Top news: With elections in Italy approaching this weekend, the country's politicians are in an all-out sprint to the finish, as the most recent polls indicate that Italians are likely to vote into office a center-left coalition that may leave Silvio Berlusconi out of power.
Berlusconi, who was ousted from power to make way for the technocrat Mario Monti, has in recent months made a brief political comeback, exploiting a weak economy to cast himself as a tax-cutting savior of the Italian economy. So far, that pitch has fallen on deaf ears, and the most recent polls show the no-drama center-left candidate Pier Luigi Bersani in the lead, a scenario that will likely result in a coalition government with Monti.
But two upstart political movements make the outcome of this election difficult to predict. The anti-establishment 5-Star Movement, a group led by a former comedian named Beppe Grillo, and the Northern League, a group seeking greater autonomy for the country's north, a relative newcomers to Italian politics, and if they slightly exceed expectations at the polls they may torpedo the expected outcome of a center-left coalition that would include Monti.

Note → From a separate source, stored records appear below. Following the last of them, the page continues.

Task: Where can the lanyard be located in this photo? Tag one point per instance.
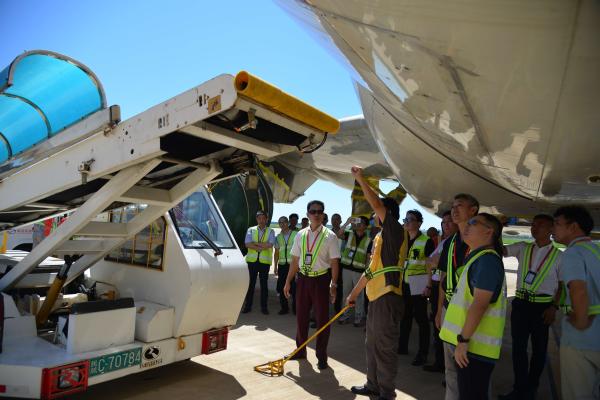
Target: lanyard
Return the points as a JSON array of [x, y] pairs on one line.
[[310, 247], [455, 264], [542, 263]]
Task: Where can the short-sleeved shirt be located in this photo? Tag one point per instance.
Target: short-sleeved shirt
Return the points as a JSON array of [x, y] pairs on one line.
[[392, 234], [486, 273], [461, 250], [329, 248], [580, 264], [261, 232], [538, 256]]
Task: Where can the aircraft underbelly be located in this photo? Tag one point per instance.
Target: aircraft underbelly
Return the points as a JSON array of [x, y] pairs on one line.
[[501, 92]]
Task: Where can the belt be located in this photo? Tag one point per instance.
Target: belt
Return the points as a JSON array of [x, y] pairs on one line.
[[531, 297]]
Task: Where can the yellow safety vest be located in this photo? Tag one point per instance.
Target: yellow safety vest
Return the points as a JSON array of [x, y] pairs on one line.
[[285, 248], [527, 290], [375, 273], [487, 339], [263, 256], [355, 255], [416, 265]]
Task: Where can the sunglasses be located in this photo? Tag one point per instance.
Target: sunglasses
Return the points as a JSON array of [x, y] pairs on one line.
[[475, 221]]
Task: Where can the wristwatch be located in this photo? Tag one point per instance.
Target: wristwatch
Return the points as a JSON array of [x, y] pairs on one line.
[[461, 339]]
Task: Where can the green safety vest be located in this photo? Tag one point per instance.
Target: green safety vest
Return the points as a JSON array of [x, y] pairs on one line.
[[417, 266], [307, 269], [593, 309], [487, 339], [527, 291], [285, 248], [450, 272], [263, 256], [355, 255]]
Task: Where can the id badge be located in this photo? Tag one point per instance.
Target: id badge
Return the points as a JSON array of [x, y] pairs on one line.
[[308, 259], [530, 277]]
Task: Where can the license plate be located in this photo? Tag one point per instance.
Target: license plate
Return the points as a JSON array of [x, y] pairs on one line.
[[115, 361]]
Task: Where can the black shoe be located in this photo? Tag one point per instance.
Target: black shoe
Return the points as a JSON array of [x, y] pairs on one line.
[[419, 360], [433, 368], [510, 396], [363, 390]]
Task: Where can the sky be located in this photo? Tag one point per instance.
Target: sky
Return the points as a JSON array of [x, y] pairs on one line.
[[145, 52]]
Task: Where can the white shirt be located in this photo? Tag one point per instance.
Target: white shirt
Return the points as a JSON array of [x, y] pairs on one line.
[[329, 248], [538, 254]]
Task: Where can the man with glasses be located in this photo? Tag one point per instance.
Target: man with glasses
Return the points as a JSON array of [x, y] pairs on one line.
[[315, 255], [580, 273], [415, 288], [452, 259], [354, 263], [534, 307], [282, 260], [259, 242], [383, 282]]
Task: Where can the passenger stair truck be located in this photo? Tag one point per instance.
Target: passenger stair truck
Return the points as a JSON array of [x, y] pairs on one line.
[[143, 272]]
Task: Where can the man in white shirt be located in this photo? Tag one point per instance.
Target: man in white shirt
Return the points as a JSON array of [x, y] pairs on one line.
[[534, 306], [315, 257]]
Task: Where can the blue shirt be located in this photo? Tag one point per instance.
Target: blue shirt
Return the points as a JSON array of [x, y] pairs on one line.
[[578, 263], [270, 239]]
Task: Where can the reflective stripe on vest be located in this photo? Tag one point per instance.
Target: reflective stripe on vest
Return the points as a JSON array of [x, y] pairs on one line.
[[263, 256], [416, 266], [358, 258], [307, 269], [593, 309], [487, 339], [527, 291], [285, 248]]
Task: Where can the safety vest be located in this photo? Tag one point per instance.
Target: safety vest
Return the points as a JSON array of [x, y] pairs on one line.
[[285, 248], [527, 291], [487, 339], [263, 256], [375, 273], [417, 265], [355, 255], [450, 272], [593, 309], [306, 269]]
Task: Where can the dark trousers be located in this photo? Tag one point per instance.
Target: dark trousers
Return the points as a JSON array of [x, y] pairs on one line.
[[527, 321], [313, 292], [438, 347], [474, 379], [281, 277], [339, 296], [381, 343], [262, 270], [414, 307]]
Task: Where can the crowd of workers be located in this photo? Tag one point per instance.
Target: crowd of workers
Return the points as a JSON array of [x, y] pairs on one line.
[[393, 273]]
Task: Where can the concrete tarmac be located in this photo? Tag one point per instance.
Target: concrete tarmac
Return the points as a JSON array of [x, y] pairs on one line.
[[257, 339]]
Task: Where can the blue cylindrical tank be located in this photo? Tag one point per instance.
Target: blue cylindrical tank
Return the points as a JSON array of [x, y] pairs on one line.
[[41, 94]]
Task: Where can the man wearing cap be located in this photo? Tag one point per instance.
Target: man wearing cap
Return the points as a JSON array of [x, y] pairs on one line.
[[315, 257], [259, 242]]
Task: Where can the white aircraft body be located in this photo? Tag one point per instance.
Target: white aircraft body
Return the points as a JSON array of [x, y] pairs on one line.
[[495, 98]]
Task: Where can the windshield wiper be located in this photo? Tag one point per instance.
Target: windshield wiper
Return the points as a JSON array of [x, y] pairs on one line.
[[199, 231]]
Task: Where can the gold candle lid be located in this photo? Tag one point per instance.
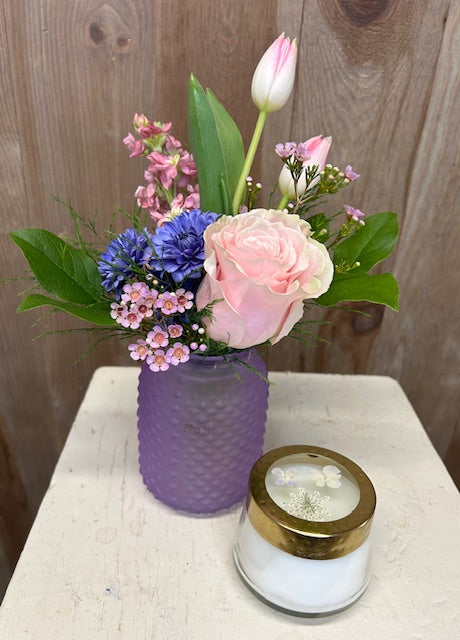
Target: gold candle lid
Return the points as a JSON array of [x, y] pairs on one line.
[[320, 540]]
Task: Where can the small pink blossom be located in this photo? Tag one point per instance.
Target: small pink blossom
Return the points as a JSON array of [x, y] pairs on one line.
[[157, 338], [355, 214], [184, 300], [150, 298], [164, 168], [175, 330], [350, 174], [136, 147], [284, 150], [146, 197], [178, 353], [144, 310], [302, 153], [139, 350], [167, 302], [159, 361]]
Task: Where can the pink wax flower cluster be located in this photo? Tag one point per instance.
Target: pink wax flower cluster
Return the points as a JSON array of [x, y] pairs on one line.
[[171, 176], [140, 305]]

If the center-left fails to cobble together such a coalition, the most likely outcome is a grand coalition, one that would in all likelihood include Berlusconi in some role, returning Il Cavaliere to European politics.
U.S. military: Marine General John Allen said that he plans to retire and will decline his nomination to serve as the supreme allied commander in Europe, one of the military's most prestigious posts. Allen, who has most recently served as head of the U.S. mission in Afghanistan, said he planned to step down because his wife is suffering from a severe illness. Allen had been under investigation for emails sent to Jill Kelley, a Florida socialite connected to David Petraeus, the disgraced former CIA director, but Pentagon investigators cleared Allen of any wrongdoing.
Middle East
- Tunisia's prime minister resigned after failing to form a new government amid ongoing turmoil in the country on the heels of the assassination of a leftist opposition leader.
- A large rocket attack on the rebel-controlled city of Aleppo killed at least 19.
- Israeli Prime Minister Benjamin Netanyahu added his first coalition partner as he seeks to form a new government, tapping Tzipi Livni as his justice minister.
Asia
- Visiting a the site of the 1919 Amritsar massacre, British Prime Minister David Cameron laid a wreath for victims and called the episode "shameful."
- China rejected a request by the Philippines to seek U.N. arbitration over disputed island claims in the South China Sea.
- Japan posted a record trade deficit in January as the government carried out aggressive monetary expansion to jumpstart the country's sluggish economy.
Europe
- The Bulgarian government resigned amid nationwide protests over government austerity and high electricity prices, making the government the latest to fall in the eurocrisis.
- Continuing protests over government cuts, Greeks poured into the streets for the year's first general strike.
- BMW has recalled 720,000 cars worldwide over an electrical problem that may result in unexpected stalling.
Africa
- Islamist militants abducted a French family of seven, including four children, in northern Cameroon.
- The French defense minister said that his country's troops will begin their withdrawal from Mali within weeks.
- Police claimed to have found testosterone in the home of Oscar Pistorius, the legless sprinter accused of killing his model girlfriend.
Americas
- Interpol said it had arrested nearly 200 people in an operation aimed at combating illegal logging and timber trafficking across Central and South America.
- A U.S. congressional delegation met with Cuban President Raul Castro and were told they would receive access to an imprisoned American, Alan Gross.
- Amid an ongoing investigation into the country's war with Maoist rebels, officials in Peru returned to their families the remains of 26 people caught in the crossfire between Shining Path rebels and government forces.